Suddenly, she remembers something, and disappears into the kitchen. Five minutes later, she reappears with a plate of mixture, a lacto king from her old kissan jam jar filled with toffees and two pieces of delicious homemade thenga burfi. As I feast on the goodies, she carefully peruses the day’s English newspaper while eating a toffee herself, her tongue clicking as she does, arrives at a page, and says “Ah! Moni, kekanum nu nenachen, ‘waiver’ na enna?” (Moni, I meant to ask. What does ‘waiver’ mean?), having read the paper thoroughly despite her limited knowledge of English. I try to explain in my limited knowledge of pure Tamil, arriving at the right explanation after five minutes. She then pinches my cheeks and says “Moni smart”, because I know the meaning of the word ‘waiver’. And then she proceeds to get to the core of current political issues, putting me to shame, but also helping me learn, if only her highly biased opinions on everything.

 

Then she goes on to tell me that I should wear my hair long, not wear tight clothes, and resume paattu class. She then zones out, staring into space, her eyes bright, as she recalls her younger days, vague lessons from her school textbooks, the Kaveri and the Kumbakonam temples.
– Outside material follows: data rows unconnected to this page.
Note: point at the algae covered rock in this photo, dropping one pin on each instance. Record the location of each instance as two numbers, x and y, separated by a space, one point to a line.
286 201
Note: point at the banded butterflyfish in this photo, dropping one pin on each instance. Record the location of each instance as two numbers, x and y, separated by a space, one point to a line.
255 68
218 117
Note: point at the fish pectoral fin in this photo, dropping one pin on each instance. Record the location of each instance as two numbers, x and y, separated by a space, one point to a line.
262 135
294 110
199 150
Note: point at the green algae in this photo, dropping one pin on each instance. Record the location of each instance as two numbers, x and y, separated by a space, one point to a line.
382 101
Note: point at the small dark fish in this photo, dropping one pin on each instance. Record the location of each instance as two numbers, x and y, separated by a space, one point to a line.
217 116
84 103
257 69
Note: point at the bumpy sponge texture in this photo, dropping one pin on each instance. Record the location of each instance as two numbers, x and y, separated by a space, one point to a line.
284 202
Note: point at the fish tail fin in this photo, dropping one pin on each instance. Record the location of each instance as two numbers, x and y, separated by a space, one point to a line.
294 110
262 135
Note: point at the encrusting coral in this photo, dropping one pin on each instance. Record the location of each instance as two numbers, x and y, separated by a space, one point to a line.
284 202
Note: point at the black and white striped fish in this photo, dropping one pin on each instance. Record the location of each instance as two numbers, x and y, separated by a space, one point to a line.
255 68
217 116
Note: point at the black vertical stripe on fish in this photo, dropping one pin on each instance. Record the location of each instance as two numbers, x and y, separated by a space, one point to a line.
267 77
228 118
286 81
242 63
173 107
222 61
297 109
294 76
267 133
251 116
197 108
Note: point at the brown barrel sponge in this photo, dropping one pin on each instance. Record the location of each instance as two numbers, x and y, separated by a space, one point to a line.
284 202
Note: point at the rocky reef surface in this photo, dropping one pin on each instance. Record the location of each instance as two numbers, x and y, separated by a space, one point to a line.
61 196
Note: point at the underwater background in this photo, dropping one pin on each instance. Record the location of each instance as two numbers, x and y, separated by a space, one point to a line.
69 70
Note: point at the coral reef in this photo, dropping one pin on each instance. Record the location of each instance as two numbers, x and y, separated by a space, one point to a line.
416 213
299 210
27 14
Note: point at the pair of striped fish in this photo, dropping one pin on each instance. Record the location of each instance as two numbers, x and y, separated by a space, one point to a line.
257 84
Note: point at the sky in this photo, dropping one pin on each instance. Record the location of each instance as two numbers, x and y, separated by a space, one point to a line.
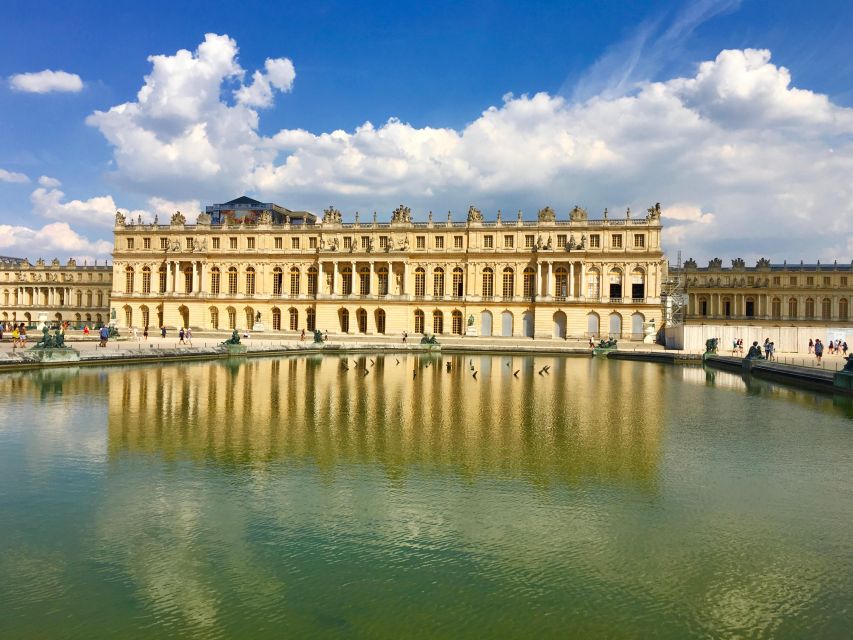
735 115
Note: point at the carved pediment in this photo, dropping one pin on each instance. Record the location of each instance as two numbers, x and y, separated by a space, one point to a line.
547 215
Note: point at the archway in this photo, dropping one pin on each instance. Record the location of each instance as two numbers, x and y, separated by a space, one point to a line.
560 323
486 323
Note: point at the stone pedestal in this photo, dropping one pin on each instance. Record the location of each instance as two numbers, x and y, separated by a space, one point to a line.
53 355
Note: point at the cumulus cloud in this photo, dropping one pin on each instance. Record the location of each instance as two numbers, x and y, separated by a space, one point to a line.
46 81
56 238
770 160
11 176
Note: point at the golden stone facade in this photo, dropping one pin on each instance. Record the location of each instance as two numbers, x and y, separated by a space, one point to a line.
544 278
769 294
79 294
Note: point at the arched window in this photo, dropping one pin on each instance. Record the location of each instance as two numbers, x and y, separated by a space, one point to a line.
458 283
420 283
232 281
294 281
438 282
128 281
346 281
312 281
593 285
776 309
277 281
215 281
488 283
561 283
437 322
146 280
364 282
529 283
250 281
508 283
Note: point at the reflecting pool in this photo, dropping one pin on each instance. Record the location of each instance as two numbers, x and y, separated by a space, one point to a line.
388 497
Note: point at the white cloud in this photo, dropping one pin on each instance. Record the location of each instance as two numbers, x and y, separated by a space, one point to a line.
46 81
11 176
54 239
770 160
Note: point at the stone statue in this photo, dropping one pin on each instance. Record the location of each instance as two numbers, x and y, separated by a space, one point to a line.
401 214
547 215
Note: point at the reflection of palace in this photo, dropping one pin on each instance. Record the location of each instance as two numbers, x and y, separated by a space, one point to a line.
70 292
549 277
574 423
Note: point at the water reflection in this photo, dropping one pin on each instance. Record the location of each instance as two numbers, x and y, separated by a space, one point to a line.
577 419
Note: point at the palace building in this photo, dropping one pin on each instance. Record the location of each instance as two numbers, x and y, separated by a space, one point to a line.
249 265
54 292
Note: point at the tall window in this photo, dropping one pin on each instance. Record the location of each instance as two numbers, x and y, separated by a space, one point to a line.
232 281
128 280
438 282
364 282
250 281
508 283
529 282
437 321
277 277
382 282
488 282
458 283
294 281
215 281
420 282
312 281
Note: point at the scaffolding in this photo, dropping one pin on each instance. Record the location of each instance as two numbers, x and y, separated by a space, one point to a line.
673 297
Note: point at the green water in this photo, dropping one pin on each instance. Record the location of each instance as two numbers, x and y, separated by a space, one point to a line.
296 498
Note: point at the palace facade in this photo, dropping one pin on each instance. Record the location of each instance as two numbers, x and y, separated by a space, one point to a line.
249 265
30 293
She starts to hum in her very sweet, trained voice, a song her father used to sing for her. Silence follows.

 

After a while, I tell her I have to leave. We walk out of the room, she, to the key rack, and I, to the fridge, to eat ice off the roof of the freezer. I hear an “Ey!” and turn around to see her brandishing a cane, threatening to whack my bum. Laughing I run to the gate; she turns on her ancient transistor as she follows me, and tells me to call as soon as I reach home, knowing very well I won’t.

 

She stands there in the balcony of her immensely modest house, waiting to watch me until my bike is out of sight. I turn around, and the bright red kumkumam at the crown of her white-gold head catches the sunlight. I vow to visit her more often.